Olga Asunción se enderezo como pudo, levantó los dos brazos empuñando el mango de las tijeras y con una fuerza inaudita las clavó hasta la empuñadura en la espalda del su marido. No se quedó ahí, la sacó y la volvió a clavar más a la izquierda del hombre. Este bramó terriblemente, soltó la garrafa que tenía entre las manos y se giró hacia su mujer con los brazos en alto. Olga Asunción no esperó a reacciones alguna, ya tenía los brazos en el aire y con un certero golpe metió nuevamente las tijeras, esta vez cerca del corazón del cónyuge y éste, dejando los brazos en alto, miraba con los ojos que se le salían de las órbitas y comenzó a deslizarse lentamente hacia el suelo y cayó al suelo de lado, encogiéndose y mojándose con la gasolina que salía del gran botellón.

No esperó a saber más del hombre. Haciendo un esfuerzo sobrehumano, Olga Asunción se dirigió hacia sus hijos y, sin decirles nada les indicó con señas que se fueran a su habitación y ellos corrieron hacia ella a la orden de su madre. La joven, segura ya de la salvaguardia de los pequeños, tomó el abrigo y se lo colocó con gran trabajo. Tenía que salir e ir a comisaría, dar cuenta de lo que había echo y salvar a sus dos hijos. Sabía que no le quedaba mucho tiempo de vida o de estar consciente y salio dando tumbos de un lado a otro, abriendo los ojos desmesuradamente, pensando en los niños para que no la venciera aquel tremendo dolor y los temblores inmensos que la sacudían dentro ya del abrigo.

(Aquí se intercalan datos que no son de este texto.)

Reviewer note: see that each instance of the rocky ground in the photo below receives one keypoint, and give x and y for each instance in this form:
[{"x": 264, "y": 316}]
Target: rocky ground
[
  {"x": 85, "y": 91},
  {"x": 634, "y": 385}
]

Y llega al tercer tramo y divisa a lo lejos el letrero luminoso que dice "Policía Nacional". Dentro de su estado el corazón, que empezaba a latir muy quedamente, se revoluciona un poco y con ese ánimo Olga Asunción llega a las escalinatas de la comisaría, tambaleándose, dejando un tremendo rastro de sangre detrás de ella, cayendo de rodillas y levantando un brazo para llamar la atención del agente que estaba de plantón ante la puerta de Centro policial.

Antes de caer en aquel pozo profundo, negro, silencioso y lleno de horror, Olga Asunción vio, con la vista alejándose de ella y casi perdida, como el policía bajaba corriendo las escaleras mientras movía la boca, como gritando, vuelto hacia la entrada y gesticulando con las manos. Entonces sí, Olga Asunción abrió la boca, queriendo sonreír, y una oleada tremenda de sangre negruzca y maloliente salió de ella e hizo un pequeño charco en la acera. Y sintió como caía… caía… caía… al infinito.